Wednesday, 27 October 2010
While perusing the wealth of creativity around London recently I came across this incredible installation by Max Jacquard. I'm always on the look out for new concepts and either how these can be developed, change direction, how they can be applied or perhaps where new concepts can begin. This installation struck me immediately as a possible new path to display fashion merchandise, although on reflection, and now looking at my images it does look rather corpse-like and of course death in Visual Merchandising has always been taboo. This is not to say of course that no-one has ever done it or that we shouldn't do it, as there are examples out there of windows representing death but its hardly a cheery strategy right now to employ such schemes. Don't you think?
Max Jaquard's Brick Man 'attempts to describe the sense of isolation, self protection and perhaps a certain brittle vulnerability felt by the artistic ego'. 'The body form represents a kind of protective shell'. 'That it is made of glass is an irony that emphasises the futility of the exercise'.

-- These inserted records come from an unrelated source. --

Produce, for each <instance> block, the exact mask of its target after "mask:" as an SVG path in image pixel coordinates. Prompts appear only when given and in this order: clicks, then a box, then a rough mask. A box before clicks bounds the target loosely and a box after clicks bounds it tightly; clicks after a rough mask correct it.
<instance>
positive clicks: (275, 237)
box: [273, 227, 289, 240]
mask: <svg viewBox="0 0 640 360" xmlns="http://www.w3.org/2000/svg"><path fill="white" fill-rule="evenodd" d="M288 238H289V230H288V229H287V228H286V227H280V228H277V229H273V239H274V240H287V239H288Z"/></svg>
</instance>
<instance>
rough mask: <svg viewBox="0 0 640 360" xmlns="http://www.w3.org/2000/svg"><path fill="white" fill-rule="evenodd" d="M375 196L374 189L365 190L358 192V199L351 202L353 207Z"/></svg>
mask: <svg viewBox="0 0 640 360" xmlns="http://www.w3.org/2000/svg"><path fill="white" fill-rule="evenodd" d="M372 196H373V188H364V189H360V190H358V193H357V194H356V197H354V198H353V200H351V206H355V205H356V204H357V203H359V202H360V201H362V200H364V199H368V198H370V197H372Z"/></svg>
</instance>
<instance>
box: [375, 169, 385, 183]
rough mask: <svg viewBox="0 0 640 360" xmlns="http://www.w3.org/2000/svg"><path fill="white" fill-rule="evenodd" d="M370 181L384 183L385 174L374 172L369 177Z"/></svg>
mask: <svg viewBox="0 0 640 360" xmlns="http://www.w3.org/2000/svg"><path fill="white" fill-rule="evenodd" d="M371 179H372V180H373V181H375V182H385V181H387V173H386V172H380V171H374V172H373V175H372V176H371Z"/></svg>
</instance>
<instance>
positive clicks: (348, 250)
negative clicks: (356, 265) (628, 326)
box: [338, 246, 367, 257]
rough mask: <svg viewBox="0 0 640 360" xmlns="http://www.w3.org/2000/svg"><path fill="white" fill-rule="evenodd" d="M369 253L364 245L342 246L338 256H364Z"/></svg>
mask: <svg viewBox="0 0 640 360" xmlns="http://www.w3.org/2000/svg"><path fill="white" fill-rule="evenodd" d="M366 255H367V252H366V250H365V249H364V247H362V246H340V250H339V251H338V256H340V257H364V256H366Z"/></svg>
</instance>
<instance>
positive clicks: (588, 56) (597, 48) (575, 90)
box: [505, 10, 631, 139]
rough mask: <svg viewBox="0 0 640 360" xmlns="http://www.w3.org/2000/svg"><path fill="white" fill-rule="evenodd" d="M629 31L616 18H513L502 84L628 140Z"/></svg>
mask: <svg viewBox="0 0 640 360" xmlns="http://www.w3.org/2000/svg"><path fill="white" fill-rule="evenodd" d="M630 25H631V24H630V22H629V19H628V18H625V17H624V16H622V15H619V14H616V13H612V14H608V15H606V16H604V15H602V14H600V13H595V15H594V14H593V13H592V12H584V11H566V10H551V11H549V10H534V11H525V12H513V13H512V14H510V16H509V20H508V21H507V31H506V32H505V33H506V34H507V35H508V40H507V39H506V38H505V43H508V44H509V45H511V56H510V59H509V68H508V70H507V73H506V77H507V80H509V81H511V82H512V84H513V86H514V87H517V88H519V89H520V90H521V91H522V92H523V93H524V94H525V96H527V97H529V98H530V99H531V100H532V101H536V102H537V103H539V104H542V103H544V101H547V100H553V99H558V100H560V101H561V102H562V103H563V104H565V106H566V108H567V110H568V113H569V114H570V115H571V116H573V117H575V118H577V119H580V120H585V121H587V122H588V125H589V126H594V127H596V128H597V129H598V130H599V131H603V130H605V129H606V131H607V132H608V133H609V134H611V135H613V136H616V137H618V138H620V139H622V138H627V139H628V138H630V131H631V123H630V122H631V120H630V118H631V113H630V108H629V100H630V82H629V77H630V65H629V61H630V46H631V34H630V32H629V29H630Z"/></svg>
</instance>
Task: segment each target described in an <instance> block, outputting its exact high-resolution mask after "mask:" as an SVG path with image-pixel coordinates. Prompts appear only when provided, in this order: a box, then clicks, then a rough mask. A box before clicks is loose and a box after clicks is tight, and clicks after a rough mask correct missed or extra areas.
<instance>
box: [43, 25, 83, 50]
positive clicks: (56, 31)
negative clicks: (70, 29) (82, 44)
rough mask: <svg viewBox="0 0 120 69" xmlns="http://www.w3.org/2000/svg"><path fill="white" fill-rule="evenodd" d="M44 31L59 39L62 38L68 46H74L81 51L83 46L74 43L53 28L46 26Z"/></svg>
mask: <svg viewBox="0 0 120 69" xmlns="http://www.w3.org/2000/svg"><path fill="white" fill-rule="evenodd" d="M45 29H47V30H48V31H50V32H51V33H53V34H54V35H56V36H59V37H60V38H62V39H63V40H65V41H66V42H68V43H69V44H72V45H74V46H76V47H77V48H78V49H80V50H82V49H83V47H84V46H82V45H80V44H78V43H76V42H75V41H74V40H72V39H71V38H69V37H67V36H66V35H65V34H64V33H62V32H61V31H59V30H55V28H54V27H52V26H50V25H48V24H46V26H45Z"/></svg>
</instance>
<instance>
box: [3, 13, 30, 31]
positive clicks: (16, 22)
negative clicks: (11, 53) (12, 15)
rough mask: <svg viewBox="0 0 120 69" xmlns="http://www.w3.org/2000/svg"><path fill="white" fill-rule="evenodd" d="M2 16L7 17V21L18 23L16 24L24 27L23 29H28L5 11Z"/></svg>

Yep, cheers Max, I hear you say.
While of course we can be flippant and dismissive, on a serious note, understanding this kind of work and the ways in which we understand it (or not) are really very crucial and indicate how perhaps (at least I feel) we need to move the VM industry on to a higher level of understanding and communication. Just about every Design discipline has its own theoretical underpinning, while Visual Merchandising still lags behind as the poor relative that we never like to mention to our granny-kind-of-scenario. So, lets start looking to these incredible artists and designers to help us get up to the level that we should be working at rather than simply transplanting their work as we so often see. Or at least as well as, after all they equally need our support. I don't underestimate that it will take quite a few generations to get it there (wherever there is) but we know VM is an important part of the overall commercial process and yet it is never given the importance it should have, particularly when a recession hits. Only then will we receive the credibility (or at least a perceived version of it for now) that this industry deserves. Higher level of thinking + Higher level of working = Longevity, right? So, OK this installation is corpse-like. The current level of thinking appears to be how this could be placed in a commercial concept as is, however, maybe lets start to think how perhaps the techniques used here can be adopted, how the processes can be used, how this concept has been informed and developed, what is being communicated or not so that we are developing a much deeper approach to our work rather than the surface approach which seems to drag and imprison this part of the Design industry. In the meantime, I'm off to see incredible glassware at the V and A to feel cleansed.